Co-ordinates are the trend of the moment and the gorgeous Sophie at Ada Spragg knew it already several weeks ago when she thought to organize a Two Piece Set-acular party. How to resist? Well, I couldn’t, but my co-ord was completely unplanned, here is how it was born.
When I was in Italy I went shopping and bought a H&M fluted skirt which I feel very comfortable and confident wearing as I think it suits me, so of course I tried to find the perfect pattern to replicate it. McCalls probably read my mind when published M6842 because it really is the same skirt!
For this first version – because there will be more, no worries! – I’ve used an awesome printed cotton sateen – the print is truly gorgeous with deep blues and splashes of magenta, green and aqua and the weight just perfect for getting the right amount of flare.
The last time I’ve used a Big4 pattern was ages ago so I really didn’t know which size to use and of course I chose the wrong one. Following the finished garment measurements chart on the back of the envelope and the measurements on the pattern tissue, I went for something in between a 10 and a 12 for the waist, grading down to a 6 for the hips. Comparing the skirt pieces with my RTW skirt I’ve immediately noticed a fair amount of ease difference but I went ahead and sewed the pieces together, taking care of increasing the SA at the side seams to 2cm. Not enough. My skirt was sitting slightly below my belly button, not at the waist as per the pattern envelope lady. Obviously, being faithful and hopeful, I tried the skirt on only once it was completely finished, facings and all. So, what to do? I put it on again and tried to pinch the sides, to get a closer fit and therefore raise the waistline, but in order to do so I should have unstitched basically the whole thing. No good. So I tried to pinch the back instead and decided to create two vertical darts, about 7cm from the zipper and just under 1cm deep. And it worked! The skirt sits now parallel to the floor and on my waist and it looks exactly as I wished.
For the facing – instead of following the pattern – I’ve used the yoke skirt pieces so I could hide underneath the majority of seams. I’ve stitched my new facing in place following this Tasia’s great tutorial and the whole thing looks now very neat and tidy.
I let the skirt hang on my mannequin for a day expecting it to relax a fair bit, but the cotton sateen behaved beautifully and didn’t stretch a lot, so all I had left to do was to overlock the hem, turn it under and stitch it in place.
Now, this awesome fabric just screamed to be used, every single centimeter of it, so I had to sew a top to go with my skirt and here it’s where the Two Piece Set-Acular came in hep. I knew I wouldn’t look ridiculous because there are heaps of example of co-ord around at the moment, you can see them everywhere, so I felt authorized to sew one for myself and give this gorgeous fabric justice!
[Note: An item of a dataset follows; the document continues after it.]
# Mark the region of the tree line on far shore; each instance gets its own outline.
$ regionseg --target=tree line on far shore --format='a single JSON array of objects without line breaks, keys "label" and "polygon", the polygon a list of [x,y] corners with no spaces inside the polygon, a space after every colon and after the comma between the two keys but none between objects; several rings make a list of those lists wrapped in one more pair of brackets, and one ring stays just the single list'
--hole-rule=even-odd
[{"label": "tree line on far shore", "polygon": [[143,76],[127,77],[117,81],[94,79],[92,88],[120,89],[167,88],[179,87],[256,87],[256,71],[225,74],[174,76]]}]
The top is my second go at the Grainline Studio Scout Tee (you can see the first version here). This pattern is very versatile – depending on the fabric you decide to use the look of the t-shirt changes dramatically and can be used in heaps of different styles. Also, in a matter of minutes and with very easy alterations, you can customize the length of the sleeves and body and add simple details, like pockets or different necklines. The Scout Tee is definitely a great pattern to hack.
As before, I cut a size 8 at the bust, grading down to a 6 at the waist. Following Jen’s tutorial on how to sew a sleeveless Archer Shirt, I shortened the shoulder of 1.5cm each side, so the shoulder width would look like more as a tank top. I also cut the front and back necklines with a deeper scoop too – about 5 cm deeper at the back and 2 at the front, to create a more summery look and mainly because here it’s gonna be very warm very soon and the less amount of coverage, the better.
Finally I’ve shortened the body by 10cm – otherwise the top would have looked too long on top of the skirt and also because I didn’t have much fabric left. To break the mono-patterning a bit, I’ve sewn a super cute pinkish Pom Pom trim to the hem – the color matches very well the fabric and helps keep the two pieces *separated*.
This kind of set reminds a lot of what my nana could have sewn and worn back in the 60’s and 70’s, when the matching separates where popular, I guess on the lines of the beautiful Jacky Kennedy suits. Good times for fashion!
So, are you joining the Two Piece Set-Acular party too and whip up a tremendous co-ordinate set?!